We observed the separation of electrochemical potentials for spin-up and spin-down electrons. Using multi-terminal spin valve geometry, long range signals of three distinct resistance states with reciprocity were observed up to room temperature. We expect our results to be found for any materials exhibiting a spin-momentum locking phenomenon and our methodology to be applied to diverse spin information devices.

Methods

Device Fabrication

A two-dimensional electron channel was epitaxially grown using a molecular beam epitaxy system.
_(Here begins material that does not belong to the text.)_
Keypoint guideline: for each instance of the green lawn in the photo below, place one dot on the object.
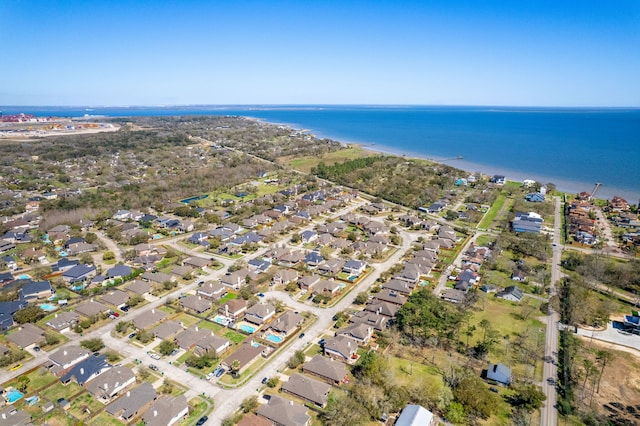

The vertical structure from top to bottom is InAs (2 nm), In0.52Al0.48As (20 nm), In0.53Ga0.47As (13.5 nm), InAs active layer (2 nm), In0.53Ga0.47As (2.5 nm), In0.52Al0.48As (6 nm), n+ In0.52Al0.48As carrier supplier (7 nm), In0.52Al0.48As buffer (300 nm), and a semi-insulating InP (001) substrate. The In0.52Al0.48As and In0.53Ga0.47As double cladding layers were the potential barrier to confine the electrons in the quantum well. The channel was fabricated using photolithography and Ar ion milling. The patterns for ferromagnetic (Ni81Fe19) and non-magnetic (Ti/Au) electrodes were made by electron beam lithography. The thicknesses of Ni81Fe19 and Ti/Au electrodes are 80 nm and 10 nm/100 nm, respectively. Parts of the semiconductor layers were milled out to adjust the interfacial resistance, and therefore the distance from the ferromagnetic electrode to the quantum well layer is 23 ± 2 nm.

Measurements method

A vibrating sample magnetometer was used for acquiring magnetization curves of thin film. Anisotropic magnetoresistance was measured for investigating the switching fields of ferromagnetic electrodes (Supplementary Fig. 4). Potentiometric and its reciprocal measurements were taken inside a temperature controlled cryostat for probing the electrical characteristics. We utilized Keithley 236 as a current source and Keithley 2182 A as a voltmeter. The impedance of voltage meter is 10 GΩ.

Data availability

The data that support the findings of this study are available from the corresponding authors on request.